12 July 2007

Serb official: U.N. plan for Kosovo stands no chance at Security Council

Associated Press, Saturday, February 17, 2007 1:24 PM

BELGRADE, Serbia-Serbia is convinced that a U.N. plan granting supervised statehood for the contested Kosovo province stands no chance of approval at the Security Council, a government minister said Saturday.

Zoran Loncar also criticized the key architect of the plan, chief U.N. envoy Martti Ahtisaari, as "biased and working in the interest of the (Kosovo) ethnic Albanians" who have sought to split the province from Serbia.

Serb and ethnic Albanian negotiators are scheduled to meet for a final round of talks on the plan next week in Vienna, Austria. Ahtisaari has invited both sides to put forward their complaints about the draft before it is submitted to the U.N. Security Council for a final vote.

Vuk Jeremic, an adviser to Serbia's pro-Western president Boris Tadic, said Saturday that Serb negotiators were preparing a number of "amendments" to the plan that they will submit to Ahtisaari at the Feb. 21 meeting. He did not elaborate.

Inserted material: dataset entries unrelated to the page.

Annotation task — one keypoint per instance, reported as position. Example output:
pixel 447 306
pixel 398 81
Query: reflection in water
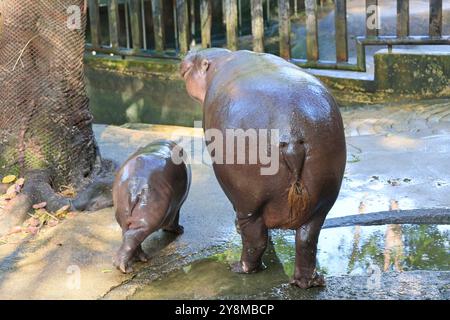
pixel 393 243
pixel 212 278
pixel 407 247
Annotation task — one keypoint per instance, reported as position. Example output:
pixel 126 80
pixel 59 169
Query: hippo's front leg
pixel 254 236
pixel 306 238
pixel 131 248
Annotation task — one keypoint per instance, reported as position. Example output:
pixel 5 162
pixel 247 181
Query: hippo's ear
pixel 204 65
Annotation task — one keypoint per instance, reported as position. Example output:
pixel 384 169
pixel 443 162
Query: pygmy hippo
pixel 252 91
pixel 148 192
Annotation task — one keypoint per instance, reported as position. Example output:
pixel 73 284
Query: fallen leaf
pixel 33 222
pixel 9 196
pixel 62 211
pixel 20 182
pixel 11 189
pixel 16 229
pixel 9 179
pixel 52 223
pixel 106 271
pixel 32 230
pixel 39 205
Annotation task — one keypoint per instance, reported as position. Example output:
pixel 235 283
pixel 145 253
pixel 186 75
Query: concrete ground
pixel 395 152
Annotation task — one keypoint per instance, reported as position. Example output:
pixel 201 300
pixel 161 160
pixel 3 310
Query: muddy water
pixel 359 253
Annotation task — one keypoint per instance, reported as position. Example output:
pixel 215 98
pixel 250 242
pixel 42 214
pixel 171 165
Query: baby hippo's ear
pixel 204 65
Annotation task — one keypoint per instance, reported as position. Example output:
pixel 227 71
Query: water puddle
pixel 347 251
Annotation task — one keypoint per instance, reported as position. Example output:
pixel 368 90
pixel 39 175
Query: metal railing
pixel 184 18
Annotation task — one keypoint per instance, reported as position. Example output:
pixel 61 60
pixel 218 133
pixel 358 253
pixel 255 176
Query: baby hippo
pixel 148 192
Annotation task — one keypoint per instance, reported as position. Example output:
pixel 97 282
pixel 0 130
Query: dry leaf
pixel 39 205
pixel 62 210
pixel 106 271
pixel 33 222
pixel 11 189
pixel 9 196
pixel 32 230
pixel 9 179
pixel 20 182
pixel 52 223
pixel 16 229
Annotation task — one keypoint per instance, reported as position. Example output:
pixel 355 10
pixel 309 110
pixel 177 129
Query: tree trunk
pixel 45 124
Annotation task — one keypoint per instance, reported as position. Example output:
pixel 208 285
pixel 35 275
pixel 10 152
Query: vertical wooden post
pixel 144 31
pixel 240 17
pixel 257 25
pixel 94 19
pixel 205 22
pixel 231 23
pixel 158 24
pixel 435 18
pixel 127 24
pixel 113 17
pixel 312 41
pixel 284 29
pixel 402 18
pixel 136 31
pixel 183 25
pixel 341 31
pixel 372 18
pixel 192 19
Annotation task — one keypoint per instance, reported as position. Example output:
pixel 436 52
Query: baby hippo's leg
pixel 175 226
pixel 131 245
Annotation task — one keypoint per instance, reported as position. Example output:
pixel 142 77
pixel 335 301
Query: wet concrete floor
pixel 397 158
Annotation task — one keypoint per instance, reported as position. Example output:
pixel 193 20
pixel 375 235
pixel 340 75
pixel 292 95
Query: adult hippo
pixel 247 90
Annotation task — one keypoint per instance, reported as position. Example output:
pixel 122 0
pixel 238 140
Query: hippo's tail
pixel 298 197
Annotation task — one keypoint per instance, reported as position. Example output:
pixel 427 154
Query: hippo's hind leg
pixel 175 226
pixel 131 247
pixel 254 234
pixel 306 238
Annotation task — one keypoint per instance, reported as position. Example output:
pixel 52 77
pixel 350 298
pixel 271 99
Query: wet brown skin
pixel 248 90
pixel 148 192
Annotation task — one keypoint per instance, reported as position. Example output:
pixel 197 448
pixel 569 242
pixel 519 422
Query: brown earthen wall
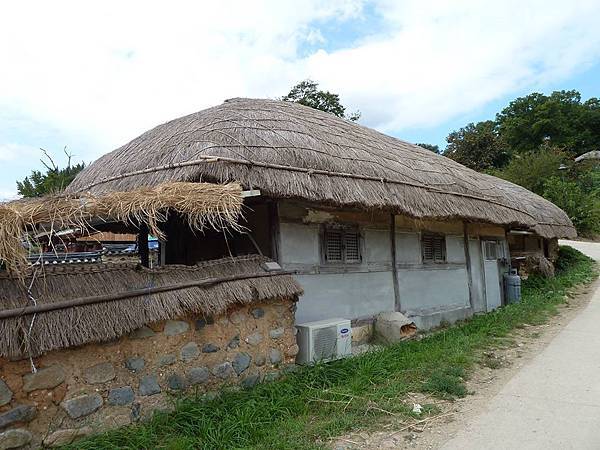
pixel 84 390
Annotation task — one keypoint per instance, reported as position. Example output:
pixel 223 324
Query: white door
pixel 477 277
pixel 492 253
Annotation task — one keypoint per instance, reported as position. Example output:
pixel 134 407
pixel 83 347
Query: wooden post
pixel 273 208
pixel 397 303
pixel 468 263
pixel 143 246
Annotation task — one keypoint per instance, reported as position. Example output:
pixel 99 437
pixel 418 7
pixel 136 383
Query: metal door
pixel 493 254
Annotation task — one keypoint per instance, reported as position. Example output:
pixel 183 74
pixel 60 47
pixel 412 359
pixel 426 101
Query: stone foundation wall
pixel 80 391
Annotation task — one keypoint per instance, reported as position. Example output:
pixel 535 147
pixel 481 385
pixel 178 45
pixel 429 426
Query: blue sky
pixel 91 76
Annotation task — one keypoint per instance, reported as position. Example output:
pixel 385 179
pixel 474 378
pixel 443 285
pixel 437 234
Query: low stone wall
pixel 80 391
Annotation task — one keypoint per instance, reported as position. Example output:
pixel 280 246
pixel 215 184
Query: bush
pixel 583 208
pixel 568 257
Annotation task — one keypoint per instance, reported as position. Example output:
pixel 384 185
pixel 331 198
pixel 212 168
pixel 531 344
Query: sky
pixel 90 76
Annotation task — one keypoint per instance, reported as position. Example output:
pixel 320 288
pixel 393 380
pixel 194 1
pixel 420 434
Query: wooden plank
pixel 398 305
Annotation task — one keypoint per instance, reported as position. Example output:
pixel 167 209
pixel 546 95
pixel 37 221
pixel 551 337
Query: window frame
pixel 435 236
pixel 343 229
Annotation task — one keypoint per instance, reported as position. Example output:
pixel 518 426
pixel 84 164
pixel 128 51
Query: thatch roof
pixel 200 204
pixel 292 151
pixel 109 320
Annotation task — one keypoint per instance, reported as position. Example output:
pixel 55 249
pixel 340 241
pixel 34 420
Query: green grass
pixel 306 408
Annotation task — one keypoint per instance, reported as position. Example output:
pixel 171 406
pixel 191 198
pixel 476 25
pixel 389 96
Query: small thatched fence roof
pixel 292 151
pixel 115 299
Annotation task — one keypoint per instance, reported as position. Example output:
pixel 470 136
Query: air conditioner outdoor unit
pixel 324 340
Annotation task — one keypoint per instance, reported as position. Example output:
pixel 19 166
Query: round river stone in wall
pixel 276 333
pixel 82 405
pixel 166 360
pixel 5 393
pixel 241 362
pixel 121 396
pixel 237 317
pixel 250 381
pixel 175 327
pixel 234 342
pixel 176 382
pixel 189 351
pixel 210 348
pixel 135 363
pixel 100 373
pixel 223 370
pixel 198 375
pixel 254 339
pixel 149 385
pixel 15 438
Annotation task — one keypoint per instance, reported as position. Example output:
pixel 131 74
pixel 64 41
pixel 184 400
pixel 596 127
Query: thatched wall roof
pixel 105 321
pixel 292 151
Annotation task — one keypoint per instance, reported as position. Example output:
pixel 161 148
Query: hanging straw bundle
pixel 202 204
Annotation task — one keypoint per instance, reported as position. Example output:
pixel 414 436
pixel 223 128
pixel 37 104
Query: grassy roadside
pixel 321 402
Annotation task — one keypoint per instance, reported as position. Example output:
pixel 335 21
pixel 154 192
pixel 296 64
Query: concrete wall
pixel 88 389
pixel 429 292
pixel 346 291
pixel 429 289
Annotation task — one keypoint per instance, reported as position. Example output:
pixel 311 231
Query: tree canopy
pixel 477 146
pixel 307 93
pixel 560 118
pixel 53 180
pixel 532 142
pixel 433 148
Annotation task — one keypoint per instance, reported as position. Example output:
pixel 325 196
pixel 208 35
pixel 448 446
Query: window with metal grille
pixel 341 244
pixel 433 247
pixel 491 250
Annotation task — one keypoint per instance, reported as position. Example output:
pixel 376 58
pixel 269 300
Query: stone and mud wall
pixel 84 390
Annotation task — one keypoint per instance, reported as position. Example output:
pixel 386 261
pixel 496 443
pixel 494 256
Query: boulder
pixel 393 326
pixel 82 405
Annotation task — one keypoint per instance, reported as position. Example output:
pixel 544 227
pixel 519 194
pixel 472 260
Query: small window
pixel 434 248
pixel 491 250
pixel 341 244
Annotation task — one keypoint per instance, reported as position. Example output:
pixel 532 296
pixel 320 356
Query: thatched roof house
pixel 397 226
pixel 292 151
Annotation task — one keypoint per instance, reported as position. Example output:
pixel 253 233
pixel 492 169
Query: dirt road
pixel 542 393
pixel 553 402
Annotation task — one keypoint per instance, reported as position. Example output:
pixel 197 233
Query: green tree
pixel 583 208
pixel 53 180
pixel 307 93
pixel 532 169
pixel 477 146
pixel 433 148
pixel 560 118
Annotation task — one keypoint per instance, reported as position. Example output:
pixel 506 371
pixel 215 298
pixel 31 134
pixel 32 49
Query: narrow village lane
pixel 554 401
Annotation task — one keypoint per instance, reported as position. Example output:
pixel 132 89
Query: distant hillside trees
pixel 53 180
pixel 532 142
pixel 307 93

The plan envisages internationally supervised self-rule for Kosovo and the trappings of statehood, such as a flag, anthem, army and constitution, while giving the minority Serbs more control over their day-to-day affairs.

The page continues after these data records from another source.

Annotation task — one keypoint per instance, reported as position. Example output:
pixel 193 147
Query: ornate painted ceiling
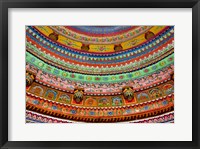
pixel 99 74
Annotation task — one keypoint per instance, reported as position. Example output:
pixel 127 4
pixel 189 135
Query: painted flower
pixel 154 67
pixel 146 70
pixel 113 78
pixel 121 77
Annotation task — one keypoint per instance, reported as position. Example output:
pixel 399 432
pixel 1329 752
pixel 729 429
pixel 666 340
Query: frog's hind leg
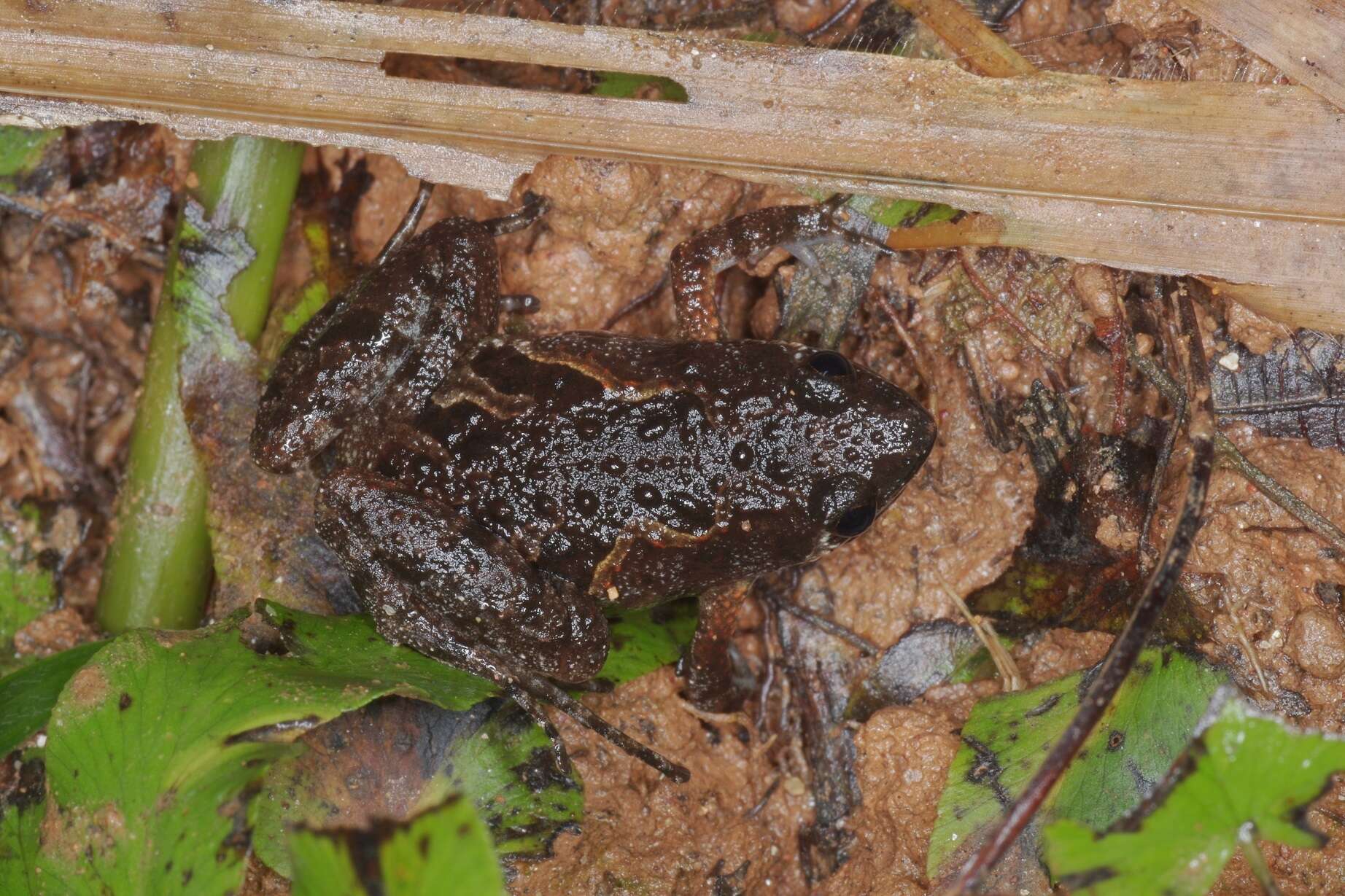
pixel 446 587
pixel 697 261
pixel 709 665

Serbia has rejected the plan. Most ethnic Albanians in Kosovo have welcomed it, but also have warned that they eventually want full independence.

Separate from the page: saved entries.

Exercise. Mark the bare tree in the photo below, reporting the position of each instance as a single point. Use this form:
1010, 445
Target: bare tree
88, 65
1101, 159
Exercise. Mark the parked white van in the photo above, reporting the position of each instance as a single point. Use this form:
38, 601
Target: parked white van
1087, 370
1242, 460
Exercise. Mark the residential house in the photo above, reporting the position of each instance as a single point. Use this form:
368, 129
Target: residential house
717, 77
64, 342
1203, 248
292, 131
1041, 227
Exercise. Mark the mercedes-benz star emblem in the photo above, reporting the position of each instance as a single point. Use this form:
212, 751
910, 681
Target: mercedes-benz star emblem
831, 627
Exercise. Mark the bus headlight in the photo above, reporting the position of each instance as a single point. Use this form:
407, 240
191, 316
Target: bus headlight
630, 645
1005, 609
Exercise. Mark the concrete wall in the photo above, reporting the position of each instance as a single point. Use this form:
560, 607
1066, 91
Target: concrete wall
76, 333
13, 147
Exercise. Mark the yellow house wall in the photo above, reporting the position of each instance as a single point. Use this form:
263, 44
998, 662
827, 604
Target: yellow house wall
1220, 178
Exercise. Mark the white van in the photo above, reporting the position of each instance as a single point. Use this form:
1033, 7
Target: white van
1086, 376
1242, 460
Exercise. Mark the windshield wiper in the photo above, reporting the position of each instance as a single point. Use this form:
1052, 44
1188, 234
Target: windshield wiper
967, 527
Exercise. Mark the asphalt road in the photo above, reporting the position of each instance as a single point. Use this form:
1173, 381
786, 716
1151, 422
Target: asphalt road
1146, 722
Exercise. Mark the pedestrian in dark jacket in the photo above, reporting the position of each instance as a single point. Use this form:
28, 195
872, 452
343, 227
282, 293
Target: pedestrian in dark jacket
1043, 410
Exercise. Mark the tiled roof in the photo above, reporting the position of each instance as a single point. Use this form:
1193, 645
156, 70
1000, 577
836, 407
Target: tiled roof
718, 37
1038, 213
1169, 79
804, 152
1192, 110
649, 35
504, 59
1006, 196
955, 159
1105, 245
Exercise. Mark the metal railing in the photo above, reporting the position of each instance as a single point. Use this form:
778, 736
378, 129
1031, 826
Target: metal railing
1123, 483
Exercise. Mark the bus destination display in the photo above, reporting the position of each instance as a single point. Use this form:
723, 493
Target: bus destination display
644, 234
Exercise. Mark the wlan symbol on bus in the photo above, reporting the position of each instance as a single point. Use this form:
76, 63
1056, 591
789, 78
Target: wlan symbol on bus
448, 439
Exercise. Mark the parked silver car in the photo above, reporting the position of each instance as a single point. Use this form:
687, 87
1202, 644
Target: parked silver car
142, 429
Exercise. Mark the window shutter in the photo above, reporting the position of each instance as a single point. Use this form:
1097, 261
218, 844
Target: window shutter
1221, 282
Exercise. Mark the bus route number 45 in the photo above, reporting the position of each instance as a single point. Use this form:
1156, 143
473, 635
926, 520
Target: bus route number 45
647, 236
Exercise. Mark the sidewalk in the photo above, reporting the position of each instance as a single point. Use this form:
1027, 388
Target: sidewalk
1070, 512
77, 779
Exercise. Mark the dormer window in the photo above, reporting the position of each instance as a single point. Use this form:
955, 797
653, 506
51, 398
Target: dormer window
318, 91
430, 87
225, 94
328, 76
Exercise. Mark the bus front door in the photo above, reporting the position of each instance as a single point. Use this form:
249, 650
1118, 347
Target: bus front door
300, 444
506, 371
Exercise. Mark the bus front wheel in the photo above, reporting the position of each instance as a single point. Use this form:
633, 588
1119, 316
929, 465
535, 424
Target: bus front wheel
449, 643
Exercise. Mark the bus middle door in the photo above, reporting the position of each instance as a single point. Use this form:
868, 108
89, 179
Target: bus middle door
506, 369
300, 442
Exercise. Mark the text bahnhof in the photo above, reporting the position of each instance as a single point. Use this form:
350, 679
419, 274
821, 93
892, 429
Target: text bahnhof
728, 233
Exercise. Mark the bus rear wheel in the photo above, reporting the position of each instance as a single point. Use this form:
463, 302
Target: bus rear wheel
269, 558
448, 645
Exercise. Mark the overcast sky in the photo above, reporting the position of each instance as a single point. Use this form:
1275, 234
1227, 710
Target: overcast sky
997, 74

Ahtisaari this week has acknowledged that chances of an agreement at the Vienna talks were slim, with both sides sticking firmly to their positions.

Loncar said Belgrade is confident the plan will fail at the U.N. Security Council because Serb ally Russia holds veto power.

Loncar said that "not only Russia and China, but a great number of other countries are against taking away 15 percent of territory from a sovereign state and a member state of the United Nations."

Russia has said it was against any solution that falls short of a compromise. On Friday, Russian Foreign Minister Sergey Lavrov was quoted as saying that Kosovo independence would have "the most negative consequences," and that Moscow could block the plan.

Although formally part of Serbia, Kosovo became an international protectorate in 1999, after a NATO bombing forced Belgrade to halt a crackdown against ethnic Albanian separatists and relinquish control.

In Podgorica, the capital of Montenegro, which split last year from Serbia, more than 1,000 people rallied in support of Belgrade's bid to keep Kosovo. The protesters carried banners saying "Kosovo is Serbia" and "Kosovo is Soul of Serb People."